Bu meseleyi karıştırmanın, burada çalışan insanları birbirine düşürmenin ne anlamı var? Mezarlık yerini Valimiz bulmuş. Mezarlık yerini Denizli Belediyesi açmış. Biz bunu söylüyor muyuz, söylemiyoruz. Neden? Hatay Büyükşehir Belediyesi de depremzede. Açamayabilir, yapamayabilir, adamlarını bulamayabilir. Bunların hepsi makul şeyler. Depremin içerisinde bunlar düşünülebilir ama gelip sorumluluk sahibi bir insan, bu talimatı o verdi, bu verdi diye buradaki insanları birbirine düşürmeye, buradaki herkes bu depremin enkazından kalkmaya çalışıyor. Kimisi az yapıyor, çok göstermeye çalışıyor, kimisi çok yapıyor hiçbir şey göstermemek için çaba sarf ediyor. Hakikaten öyle, biz bunların hepsini görebiliyoruz” diye konuştu.
‘BURASI SİYASETİN BU DENLİ YAPILACAK YERİ DEĞİL’
Bu konular üzerinden tartışma yapmayı doğru bulmadıklarını ifade eden Soylu, sözlerini şöyle tamamladı:
“Kılıçdaroğlu’nun buralara geldiğinde, bu insanların moral ve motivasyonunu kuvvetlendirici birtakım değerlendirmeleri yapmasının doğru olabileceğini, biz sabahtan akşama kadar burada olan arkadaşlara söylüyoruz. Yani ne olursunuz, yalan veya kendisini gösterebilmek için başkasını karalamaya yönelik adımlar atmayacak ne bir dönemdeyiz ne yerdeyiz. Burada hepimiz Hatay’ın emrine amadeyiz. Hepimiz deprem bölgesindeki bütün illerin emrine amadeyiz.
Gücümüz yettiğince devletin tüm imkanıyla, kapasiteleriyle burada çabamızı ortaya koymaya çalışıyoruz. Burası siyasetin bu denli yapılacak bir yeri değil, Ankara’da yapabilirsiniz.
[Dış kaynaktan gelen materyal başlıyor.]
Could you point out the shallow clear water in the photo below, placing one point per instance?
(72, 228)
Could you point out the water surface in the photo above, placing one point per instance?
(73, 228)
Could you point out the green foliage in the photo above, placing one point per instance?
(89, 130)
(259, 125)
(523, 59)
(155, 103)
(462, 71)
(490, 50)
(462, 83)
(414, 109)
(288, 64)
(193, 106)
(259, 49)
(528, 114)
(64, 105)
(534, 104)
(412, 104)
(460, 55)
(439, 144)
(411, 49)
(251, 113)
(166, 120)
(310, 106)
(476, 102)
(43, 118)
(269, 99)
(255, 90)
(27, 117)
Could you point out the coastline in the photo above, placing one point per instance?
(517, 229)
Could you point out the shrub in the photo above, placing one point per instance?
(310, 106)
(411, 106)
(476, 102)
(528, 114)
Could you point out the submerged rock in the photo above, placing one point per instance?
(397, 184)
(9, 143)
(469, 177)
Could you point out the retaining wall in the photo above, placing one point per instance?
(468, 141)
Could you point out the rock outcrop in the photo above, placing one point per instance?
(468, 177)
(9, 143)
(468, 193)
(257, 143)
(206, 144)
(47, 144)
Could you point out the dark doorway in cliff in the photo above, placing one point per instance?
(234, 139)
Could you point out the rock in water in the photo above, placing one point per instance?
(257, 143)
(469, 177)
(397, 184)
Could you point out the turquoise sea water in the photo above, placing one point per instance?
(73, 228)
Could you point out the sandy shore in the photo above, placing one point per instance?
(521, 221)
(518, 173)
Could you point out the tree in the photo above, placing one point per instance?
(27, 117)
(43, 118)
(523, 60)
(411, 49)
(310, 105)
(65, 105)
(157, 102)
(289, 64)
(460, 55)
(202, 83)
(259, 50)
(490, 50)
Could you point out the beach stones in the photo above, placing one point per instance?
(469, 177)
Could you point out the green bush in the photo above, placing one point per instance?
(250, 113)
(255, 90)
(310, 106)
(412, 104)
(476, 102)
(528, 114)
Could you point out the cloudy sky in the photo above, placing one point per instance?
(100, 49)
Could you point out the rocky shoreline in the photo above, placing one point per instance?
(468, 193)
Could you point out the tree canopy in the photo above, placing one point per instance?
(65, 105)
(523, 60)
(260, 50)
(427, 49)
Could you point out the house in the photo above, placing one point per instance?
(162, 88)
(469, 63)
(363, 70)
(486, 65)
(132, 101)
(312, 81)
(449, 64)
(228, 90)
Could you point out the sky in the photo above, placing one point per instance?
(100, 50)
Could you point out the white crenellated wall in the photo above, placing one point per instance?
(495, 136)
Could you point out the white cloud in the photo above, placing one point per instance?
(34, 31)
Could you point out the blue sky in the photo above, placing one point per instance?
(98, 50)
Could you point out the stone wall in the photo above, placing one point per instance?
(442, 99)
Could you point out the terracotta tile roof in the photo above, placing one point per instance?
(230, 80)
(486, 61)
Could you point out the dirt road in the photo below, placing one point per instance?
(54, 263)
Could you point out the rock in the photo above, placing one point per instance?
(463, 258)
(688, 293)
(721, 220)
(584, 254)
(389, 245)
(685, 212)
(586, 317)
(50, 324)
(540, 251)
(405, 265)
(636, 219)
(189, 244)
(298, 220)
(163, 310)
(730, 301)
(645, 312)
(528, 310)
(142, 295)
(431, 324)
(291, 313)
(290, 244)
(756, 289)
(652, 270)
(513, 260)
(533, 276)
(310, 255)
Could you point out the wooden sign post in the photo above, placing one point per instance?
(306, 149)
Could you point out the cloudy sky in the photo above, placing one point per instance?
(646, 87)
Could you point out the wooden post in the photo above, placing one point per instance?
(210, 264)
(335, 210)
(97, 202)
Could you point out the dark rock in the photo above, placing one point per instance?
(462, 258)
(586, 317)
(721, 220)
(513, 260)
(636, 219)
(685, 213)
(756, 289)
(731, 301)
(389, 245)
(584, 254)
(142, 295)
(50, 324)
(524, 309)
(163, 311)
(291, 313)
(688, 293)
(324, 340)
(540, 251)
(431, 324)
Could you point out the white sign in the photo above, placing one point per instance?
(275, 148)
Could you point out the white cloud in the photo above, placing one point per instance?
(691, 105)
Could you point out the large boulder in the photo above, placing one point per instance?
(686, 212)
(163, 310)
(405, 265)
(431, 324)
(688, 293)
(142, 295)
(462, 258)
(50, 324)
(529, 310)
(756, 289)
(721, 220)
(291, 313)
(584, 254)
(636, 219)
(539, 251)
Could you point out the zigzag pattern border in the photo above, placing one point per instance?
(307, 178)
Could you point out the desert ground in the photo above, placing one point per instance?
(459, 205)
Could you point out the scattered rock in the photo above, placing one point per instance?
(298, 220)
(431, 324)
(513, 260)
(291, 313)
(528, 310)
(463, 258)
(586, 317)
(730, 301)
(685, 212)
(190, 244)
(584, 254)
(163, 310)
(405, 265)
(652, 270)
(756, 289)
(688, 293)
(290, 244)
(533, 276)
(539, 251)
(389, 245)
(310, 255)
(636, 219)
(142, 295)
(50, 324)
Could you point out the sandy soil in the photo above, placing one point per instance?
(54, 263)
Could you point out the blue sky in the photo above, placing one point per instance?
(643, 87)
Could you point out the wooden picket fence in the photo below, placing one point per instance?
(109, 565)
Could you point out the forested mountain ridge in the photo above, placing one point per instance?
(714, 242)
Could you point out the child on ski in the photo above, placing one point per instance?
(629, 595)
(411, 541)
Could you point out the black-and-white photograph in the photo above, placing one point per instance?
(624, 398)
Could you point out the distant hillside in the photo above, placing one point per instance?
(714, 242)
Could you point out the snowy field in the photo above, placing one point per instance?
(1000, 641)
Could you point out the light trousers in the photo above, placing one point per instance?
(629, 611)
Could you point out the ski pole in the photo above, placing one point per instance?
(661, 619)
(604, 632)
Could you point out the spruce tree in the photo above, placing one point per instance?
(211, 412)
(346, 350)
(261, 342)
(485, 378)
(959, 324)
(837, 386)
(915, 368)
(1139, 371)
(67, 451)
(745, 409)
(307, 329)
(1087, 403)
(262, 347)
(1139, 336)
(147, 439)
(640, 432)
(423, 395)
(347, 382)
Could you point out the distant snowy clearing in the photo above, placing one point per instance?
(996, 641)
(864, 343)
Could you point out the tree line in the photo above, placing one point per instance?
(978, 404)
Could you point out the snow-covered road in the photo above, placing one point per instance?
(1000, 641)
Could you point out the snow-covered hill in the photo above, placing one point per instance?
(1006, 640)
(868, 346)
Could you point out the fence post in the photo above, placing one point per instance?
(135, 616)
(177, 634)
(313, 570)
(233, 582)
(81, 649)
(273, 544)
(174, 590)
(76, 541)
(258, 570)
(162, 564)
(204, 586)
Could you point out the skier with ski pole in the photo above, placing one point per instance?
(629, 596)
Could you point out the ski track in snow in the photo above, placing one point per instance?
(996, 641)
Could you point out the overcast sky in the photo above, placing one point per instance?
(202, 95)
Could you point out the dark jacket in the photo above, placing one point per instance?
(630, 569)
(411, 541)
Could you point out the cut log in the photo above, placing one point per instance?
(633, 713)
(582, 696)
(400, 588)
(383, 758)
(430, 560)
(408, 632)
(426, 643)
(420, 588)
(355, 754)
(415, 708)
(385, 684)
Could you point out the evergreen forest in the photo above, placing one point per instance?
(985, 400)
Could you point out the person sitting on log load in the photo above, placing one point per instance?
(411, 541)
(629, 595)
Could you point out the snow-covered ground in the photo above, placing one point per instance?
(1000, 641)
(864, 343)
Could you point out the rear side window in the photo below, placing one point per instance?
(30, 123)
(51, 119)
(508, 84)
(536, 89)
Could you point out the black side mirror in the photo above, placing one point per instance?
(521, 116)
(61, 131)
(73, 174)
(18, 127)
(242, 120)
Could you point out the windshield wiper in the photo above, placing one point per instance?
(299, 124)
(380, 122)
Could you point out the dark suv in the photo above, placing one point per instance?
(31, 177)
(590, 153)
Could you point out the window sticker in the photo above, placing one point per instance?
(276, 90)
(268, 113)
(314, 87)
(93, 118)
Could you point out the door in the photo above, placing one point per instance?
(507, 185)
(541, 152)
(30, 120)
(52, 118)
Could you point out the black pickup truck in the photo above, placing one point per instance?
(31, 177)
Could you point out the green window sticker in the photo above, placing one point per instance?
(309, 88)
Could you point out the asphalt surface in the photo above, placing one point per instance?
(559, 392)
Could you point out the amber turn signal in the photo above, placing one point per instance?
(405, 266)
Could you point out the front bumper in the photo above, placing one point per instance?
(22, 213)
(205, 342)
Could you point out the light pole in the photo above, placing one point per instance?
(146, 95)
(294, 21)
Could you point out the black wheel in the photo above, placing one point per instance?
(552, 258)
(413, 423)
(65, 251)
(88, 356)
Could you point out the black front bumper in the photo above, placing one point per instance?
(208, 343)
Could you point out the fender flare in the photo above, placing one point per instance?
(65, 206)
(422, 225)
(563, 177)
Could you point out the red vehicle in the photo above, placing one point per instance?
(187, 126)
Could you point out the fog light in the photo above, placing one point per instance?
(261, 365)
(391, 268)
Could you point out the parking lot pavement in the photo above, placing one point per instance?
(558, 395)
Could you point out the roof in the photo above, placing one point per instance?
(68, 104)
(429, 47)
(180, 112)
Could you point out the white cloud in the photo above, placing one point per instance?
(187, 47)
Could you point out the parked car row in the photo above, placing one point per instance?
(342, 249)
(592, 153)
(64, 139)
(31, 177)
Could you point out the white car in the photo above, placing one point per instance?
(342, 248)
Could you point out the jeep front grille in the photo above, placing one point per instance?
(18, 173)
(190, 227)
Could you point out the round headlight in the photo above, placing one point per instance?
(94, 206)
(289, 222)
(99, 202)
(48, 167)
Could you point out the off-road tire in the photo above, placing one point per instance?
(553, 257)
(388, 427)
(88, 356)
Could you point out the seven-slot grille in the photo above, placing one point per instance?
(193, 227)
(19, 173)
Oradan istediğiniz sözü bize söyleyebilirsiniz ama burada çalışan insanları birbirine düşürecek bir anlayışı ortaya koymayalım. Biz bazen kendi arkadaşlarımıza, kendimize, ‘şunu eksik yapıyorsunuz’ diyoruz ama bunu kamuoyuna yönelik söylemiyoruz. Biz bu tartışmaları yapıyoruz. Her birimiz birbirimizi motive etmeye çalışıyoruz. Çünkü burada bu desteğe ihtiyaç var. Allah milletimizin yardımcısı olsun.”